On March 22, Indonesian national airline Garuda Indonesia confirmed that it had sent a letter to aircraft manufacturer Boeing requesting to cancel its order of 49 737 Max 8 jets, a deal thought to be worth in the region of $4.9bn. The airline said that its passengers had lost confidence in the model – which has been grounded in dozens of countries – after two high-profile crashes in the past five months.
In total, 346 people have died following accidents involving fellow Indonesian airline Lion Air and Ethiopia’s flagship carrier, Ethiopian Airlines. While this is the first recorded order cancellation for the aircraft, several other airlines have reportedly threatened to withdraw their purchases – putting Boeing’s reservation list, worth over $600bn, in jeopardy.
In total, 346 people have died following accidents involving Indonesian airline Lion Air and Ethiopia’s flagship carrier, Ethiopian Airlines
Reports indicate that Garuda may seek to exchange its 737 Max 8 order for another type of Boeing plane, likely a wide-body craft suited to longer international routes. One of the 49 planes has already been delivered to the Indonesian airline – it is as yet unclear whether Garuda plans to utilise the jet.
“[Passengers] always ask when they make a reservation if it is a [Boeing 737 Max 8 aircraft] or not,” Garuda spokesperson Ikhsan Rosan told the Financial Times. “If it is, we need to book [them] on another flight. Because of the low confidence in the Max by our passengers, we need to inform Boeing we have to cancel our order.”
A Boeing spokesperson, meanwhile, said they were “unable to comment on customer discussions”.
During both of the recent accidents, the jets crashed shortly after take-off.
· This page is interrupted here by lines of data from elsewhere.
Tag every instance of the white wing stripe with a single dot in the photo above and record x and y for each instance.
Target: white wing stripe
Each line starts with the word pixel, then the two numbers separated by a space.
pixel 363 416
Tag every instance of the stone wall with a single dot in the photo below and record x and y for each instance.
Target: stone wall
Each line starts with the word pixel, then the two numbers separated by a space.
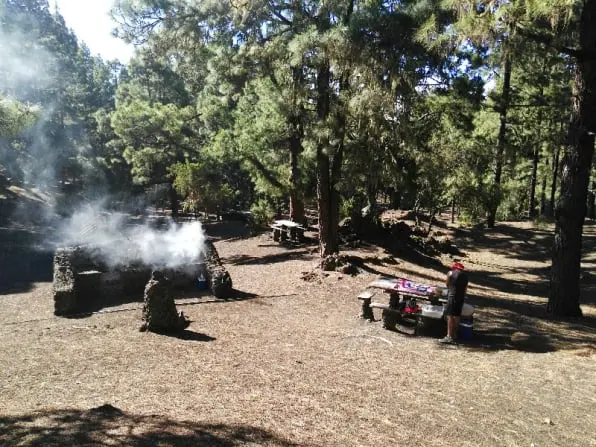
pixel 83 284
While investigations are ongoing and, at present, no conclusive evidence has linked the disasters, the data recorder on the Ethiopian Airlines flight has suggested “clear similarities” between the two.
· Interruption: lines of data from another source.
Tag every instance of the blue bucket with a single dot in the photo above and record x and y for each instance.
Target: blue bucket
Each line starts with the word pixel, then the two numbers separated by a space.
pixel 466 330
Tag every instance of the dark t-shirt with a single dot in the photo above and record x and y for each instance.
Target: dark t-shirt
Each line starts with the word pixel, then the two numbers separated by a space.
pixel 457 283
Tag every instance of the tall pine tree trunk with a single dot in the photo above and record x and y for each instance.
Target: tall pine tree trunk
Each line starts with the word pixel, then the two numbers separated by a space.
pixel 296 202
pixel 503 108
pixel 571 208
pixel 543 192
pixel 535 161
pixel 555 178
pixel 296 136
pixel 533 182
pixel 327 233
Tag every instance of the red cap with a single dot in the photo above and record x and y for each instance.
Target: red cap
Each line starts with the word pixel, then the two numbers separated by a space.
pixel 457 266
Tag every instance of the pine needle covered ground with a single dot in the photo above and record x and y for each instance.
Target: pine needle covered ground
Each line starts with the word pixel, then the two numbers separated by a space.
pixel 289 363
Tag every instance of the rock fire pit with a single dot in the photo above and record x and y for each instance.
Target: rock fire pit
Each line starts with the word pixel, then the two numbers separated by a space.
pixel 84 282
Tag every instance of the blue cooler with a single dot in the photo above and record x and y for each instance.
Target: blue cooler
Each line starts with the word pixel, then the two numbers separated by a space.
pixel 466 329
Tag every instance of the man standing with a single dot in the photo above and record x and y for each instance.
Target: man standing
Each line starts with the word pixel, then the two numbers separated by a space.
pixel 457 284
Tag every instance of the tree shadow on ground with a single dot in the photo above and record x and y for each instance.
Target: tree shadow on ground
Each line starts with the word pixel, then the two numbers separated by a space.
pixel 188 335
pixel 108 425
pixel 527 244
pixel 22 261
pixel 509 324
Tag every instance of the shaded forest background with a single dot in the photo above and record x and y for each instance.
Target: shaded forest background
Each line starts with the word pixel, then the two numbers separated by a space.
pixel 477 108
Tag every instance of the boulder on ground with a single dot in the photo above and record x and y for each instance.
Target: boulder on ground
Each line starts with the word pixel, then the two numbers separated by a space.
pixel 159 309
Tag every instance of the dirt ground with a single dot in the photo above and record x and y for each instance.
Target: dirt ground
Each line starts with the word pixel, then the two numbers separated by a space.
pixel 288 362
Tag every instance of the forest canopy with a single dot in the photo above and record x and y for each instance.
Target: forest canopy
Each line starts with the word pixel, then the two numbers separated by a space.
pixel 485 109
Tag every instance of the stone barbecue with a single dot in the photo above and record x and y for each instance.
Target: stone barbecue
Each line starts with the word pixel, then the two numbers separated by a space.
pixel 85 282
At the heart of the investigation is Boeing’s new ‘anti-stall’ feature, the manoeuvring characteristics augmentation system, which is widely believed to have played a role in the crashes. In a bid to address concerns regarding the plane’s safety, Boeing has assured airlines that a software update is forthcoming.
It appears, however, that the changes may have come too late. The company’s shares have dropped by more than 11 percent in the wake of the accident in Ethiopia, and many have raised questions over the reliability of the latest version of Boeing’s best-selling aircraft. Airbus’ A320 family has consistently outsold the 737 since its introduction and recent incidents look to have given the firm a further leg-up on its long-standing rival.